Effect of terrain structure on food transport in the ant Pheidole boruca
Alejandro Gustavo Farji-Brener, Ezequiel Vanderhoeven , Pablo Muñoz , Ronny Hernández , Ruben Darío Palacio , Yesenia Jasso
Lab. Ecotono, INIBIOMA-CONICET, Universidad del Comhaue, Argentina; CONICET ; Brenesii SRL, San José, Costa Rica ; Brenesii SRL, San José, Costa Rica ; Independient ; Instituto de Ecología, AC, Xalapa, Veracruz, Mexico
Food transport is a major challenge in ants. Foragers often need to carry food of different size and shape through the forest floor, which represent a heterogeneous scenario full of obstacles that difficult the smooth movement of loaded ants. Since the fitness of the colony depends on the food input to the nest, ants should show flexible behaviors to improve the transport of food through different terrain structures. To improve the transport of food ants can theoretically transport loads individually or collectively, and in both situations transport loads by lifting, dragging or pushing. We evaluated whether the ant Pheidole boruca exhibits flexibility in food transport behavior, testing the hypothesis that the way ants carry food depends on terrain structure. Particularly, we expect that for a given terrain structure, ants will perform more frequently the most efficient transport strategy (i. e., the fastest). We performed a manipulative field experiment in the Pacific highlands of southern Costa Rica. We measured the velocity and the relative frequency of load transport behavior (lifting, dragging, or pushing) at which ants (n=268 ants from 12 ant nests) removed half grains of rice from four treatments representing common terrain types in their natural environment: uphill (cone), downhill (inverted cone), rough (sandpaper) and control (flat paper).

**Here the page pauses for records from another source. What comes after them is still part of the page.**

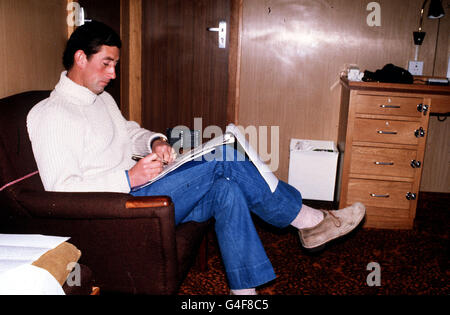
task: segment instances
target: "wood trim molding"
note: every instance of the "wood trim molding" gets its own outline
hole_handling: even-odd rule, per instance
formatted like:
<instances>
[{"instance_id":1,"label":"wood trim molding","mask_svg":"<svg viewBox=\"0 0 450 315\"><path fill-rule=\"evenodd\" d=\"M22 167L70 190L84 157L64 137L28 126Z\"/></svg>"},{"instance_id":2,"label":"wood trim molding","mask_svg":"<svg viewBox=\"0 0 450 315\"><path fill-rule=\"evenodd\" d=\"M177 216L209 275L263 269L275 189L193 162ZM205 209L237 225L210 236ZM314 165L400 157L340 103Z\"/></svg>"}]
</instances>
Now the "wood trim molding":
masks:
<instances>
[{"instance_id":1,"label":"wood trim molding","mask_svg":"<svg viewBox=\"0 0 450 315\"><path fill-rule=\"evenodd\" d=\"M142 124L142 0L120 1L121 110Z\"/></svg>"},{"instance_id":2,"label":"wood trim molding","mask_svg":"<svg viewBox=\"0 0 450 315\"><path fill-rule=\"evenodd\" d=\"M227 123L238 124L241 74L242 9L244 0L231 0L230 43L228 56Z\"/></svg>"}]
</instances>

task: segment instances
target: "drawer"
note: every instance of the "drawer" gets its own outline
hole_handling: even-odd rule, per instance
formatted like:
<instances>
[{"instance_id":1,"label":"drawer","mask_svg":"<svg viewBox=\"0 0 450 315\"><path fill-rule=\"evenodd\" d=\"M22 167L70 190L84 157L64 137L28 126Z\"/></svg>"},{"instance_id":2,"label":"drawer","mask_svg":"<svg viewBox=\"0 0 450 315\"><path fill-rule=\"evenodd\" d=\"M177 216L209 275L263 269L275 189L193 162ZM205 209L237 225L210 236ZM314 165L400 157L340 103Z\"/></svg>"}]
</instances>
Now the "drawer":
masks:
<instances>
[{"instance_id":1,"label":"drawer","mask_svg":"<svg viewBox=\"0 0 450 315\"><path fill-rule=\"evenodd\" d=\"M417 145L420 137L415 133L421 127L415 121L356 118L353 140Z\"/></svg>"},{"instance_id":2,"label":"drawer","mask_svg":"<svg viewBox=\"0 0 450 315\"><path fill-rule=\"evenodd\" d=\"M423 104L420 97L399 97L380 95L357 95L355 97L358 114L393 115L421 117L417 105Z\"/></svg>"},{"instance_id":3,"label":"drawer","mask_svg":"<svg viewBox=\"0 0 450 315\"><path fill-rule=\"evenodd\" d=\"M350 173L412 178L418 169L411 166L416 157L416 150L354 146Z\"/></svg>"},{"instance_id":4,"label":"drawer","mask_svg":"<svg viewBox=\"0 0 450 315\"><path fill-rule=\"evenodd\" d=\"M362 202L368 207L409 209L412 183L351 178L348 184L347 203ZM417 192L414 192L417 194Z\"/></svg>"}]
</instances>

Ants changed their way of food transport according the terrain structure. While in flat landscapes ants carried loads by dragging and lifting in similar proportion, in the other treatments lifting was the most frequent transport behavior. We found that during individual transport the most frequent behavior was not the fastest, but that during collective transport the fastest behavior (lifting) was the most frequently employed. Our results demonstrate how ants can adapt their transport behavior according to the terrain structure, illustrating also the key role of cooperative work in this process.